Desgrandchamps F, Paulhac P, Fornairon S, De Kerviller E, Duboust A, Teillac P, Le Duc A
Department of Urology, Saint-Louis Hospital, Paris, France.
J Urol. 1998 Jun;159(6):1830-2. doi: 10.1016/S0022-5347(01)63166-5.
We applied a new minimally invasive technique of artificial ureteral replacement for renal transplant ureteral necrosis.
Artificial ureteral replacement was performed in 3 renal transplant recipients with ureteral necrosis (complete in 1 and distal in 2) after failure of primary endoscopic treatment. Under fluoroscopic guidance a percutaneous tract is created and progressively dilated. The ureteral silicone polytetrafluoroethylene bonded tube is introduced into the pyelocaliceal renal graft cavities, tracked subcutaneously down to the suprapubic area and introduced into the bladder via a short incision.

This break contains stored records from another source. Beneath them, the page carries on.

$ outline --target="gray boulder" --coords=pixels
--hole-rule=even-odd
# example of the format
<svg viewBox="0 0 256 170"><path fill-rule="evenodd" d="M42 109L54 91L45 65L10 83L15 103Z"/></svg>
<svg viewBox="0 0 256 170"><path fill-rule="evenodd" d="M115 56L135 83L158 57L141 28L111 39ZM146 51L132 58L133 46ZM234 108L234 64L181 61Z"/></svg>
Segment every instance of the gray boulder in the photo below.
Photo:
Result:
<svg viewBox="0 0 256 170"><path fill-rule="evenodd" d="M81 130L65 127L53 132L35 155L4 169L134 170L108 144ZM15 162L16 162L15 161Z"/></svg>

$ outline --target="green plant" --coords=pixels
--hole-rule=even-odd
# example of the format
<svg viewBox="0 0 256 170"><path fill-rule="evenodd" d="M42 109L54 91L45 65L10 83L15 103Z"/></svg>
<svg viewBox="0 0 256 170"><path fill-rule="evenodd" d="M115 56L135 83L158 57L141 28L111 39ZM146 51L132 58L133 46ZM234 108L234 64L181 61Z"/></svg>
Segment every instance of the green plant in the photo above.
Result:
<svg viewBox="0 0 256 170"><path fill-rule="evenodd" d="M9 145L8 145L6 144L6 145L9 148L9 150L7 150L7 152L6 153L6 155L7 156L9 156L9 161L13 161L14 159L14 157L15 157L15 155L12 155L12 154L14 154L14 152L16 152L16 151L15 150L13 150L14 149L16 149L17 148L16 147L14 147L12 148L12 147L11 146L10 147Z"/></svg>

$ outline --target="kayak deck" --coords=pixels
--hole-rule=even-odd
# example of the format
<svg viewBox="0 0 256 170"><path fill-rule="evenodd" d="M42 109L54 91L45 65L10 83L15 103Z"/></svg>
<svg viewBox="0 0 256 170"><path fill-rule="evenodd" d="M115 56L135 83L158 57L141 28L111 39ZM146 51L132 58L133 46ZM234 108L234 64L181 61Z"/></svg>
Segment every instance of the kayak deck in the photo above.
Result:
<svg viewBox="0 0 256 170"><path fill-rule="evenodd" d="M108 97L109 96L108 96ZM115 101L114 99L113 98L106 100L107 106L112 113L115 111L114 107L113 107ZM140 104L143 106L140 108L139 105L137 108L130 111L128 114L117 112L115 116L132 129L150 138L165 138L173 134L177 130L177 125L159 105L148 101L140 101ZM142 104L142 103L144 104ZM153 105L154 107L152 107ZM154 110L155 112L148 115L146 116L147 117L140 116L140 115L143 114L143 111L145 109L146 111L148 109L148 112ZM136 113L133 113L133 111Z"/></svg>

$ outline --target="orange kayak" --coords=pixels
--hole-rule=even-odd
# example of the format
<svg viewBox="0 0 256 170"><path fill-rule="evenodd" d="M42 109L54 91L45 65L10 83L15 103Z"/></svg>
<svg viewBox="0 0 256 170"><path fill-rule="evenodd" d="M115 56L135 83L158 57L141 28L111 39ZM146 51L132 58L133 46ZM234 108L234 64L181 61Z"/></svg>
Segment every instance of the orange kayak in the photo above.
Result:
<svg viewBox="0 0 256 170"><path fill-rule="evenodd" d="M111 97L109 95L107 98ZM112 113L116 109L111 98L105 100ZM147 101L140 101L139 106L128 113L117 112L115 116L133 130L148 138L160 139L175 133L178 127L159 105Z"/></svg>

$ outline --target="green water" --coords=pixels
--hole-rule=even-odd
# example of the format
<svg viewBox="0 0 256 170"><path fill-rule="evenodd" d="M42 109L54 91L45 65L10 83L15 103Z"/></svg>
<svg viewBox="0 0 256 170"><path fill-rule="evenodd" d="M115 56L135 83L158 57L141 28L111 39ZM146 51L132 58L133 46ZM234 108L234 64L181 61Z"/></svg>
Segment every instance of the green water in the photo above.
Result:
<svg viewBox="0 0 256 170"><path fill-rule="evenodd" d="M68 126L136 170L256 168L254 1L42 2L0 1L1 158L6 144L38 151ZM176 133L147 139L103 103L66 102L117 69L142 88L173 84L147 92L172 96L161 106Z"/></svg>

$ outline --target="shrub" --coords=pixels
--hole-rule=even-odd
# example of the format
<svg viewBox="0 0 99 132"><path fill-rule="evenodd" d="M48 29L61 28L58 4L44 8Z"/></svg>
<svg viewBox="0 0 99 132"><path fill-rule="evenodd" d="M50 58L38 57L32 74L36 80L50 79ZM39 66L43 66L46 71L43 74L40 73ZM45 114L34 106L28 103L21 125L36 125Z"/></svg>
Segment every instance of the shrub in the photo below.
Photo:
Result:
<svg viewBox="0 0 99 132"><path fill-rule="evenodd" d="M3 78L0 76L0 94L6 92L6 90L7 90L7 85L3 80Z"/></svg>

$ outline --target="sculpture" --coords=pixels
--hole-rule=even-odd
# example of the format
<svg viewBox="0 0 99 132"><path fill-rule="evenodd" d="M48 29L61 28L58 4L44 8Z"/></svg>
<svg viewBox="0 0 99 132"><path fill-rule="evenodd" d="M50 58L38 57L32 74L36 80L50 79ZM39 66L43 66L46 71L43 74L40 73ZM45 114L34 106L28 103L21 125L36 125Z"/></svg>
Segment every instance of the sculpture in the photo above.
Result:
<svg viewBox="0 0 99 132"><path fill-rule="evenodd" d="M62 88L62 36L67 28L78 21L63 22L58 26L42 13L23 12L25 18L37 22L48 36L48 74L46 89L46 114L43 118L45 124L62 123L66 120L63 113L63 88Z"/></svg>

There were no immediate postoperative complications except for transient postoperative acute prostatitis in 1 patient. No secondary complications were observed with a mean followup of 2.5 years. All grafts have good late function and all tubes are patent with no evidence of encrustation or obstruction. The tubes are well tolerated underneath the skin. Reflux was present in all 3 cases with no clinical manifestation. An asymptomatic episode of lower urinary tract infection was observed in the female patient.
In select cases of ureteral necrosis after renal transplantation artificial ureteral replacement by subcutaneous pyelovesical bypass offers a possible alternative to open ureteral reconstruction.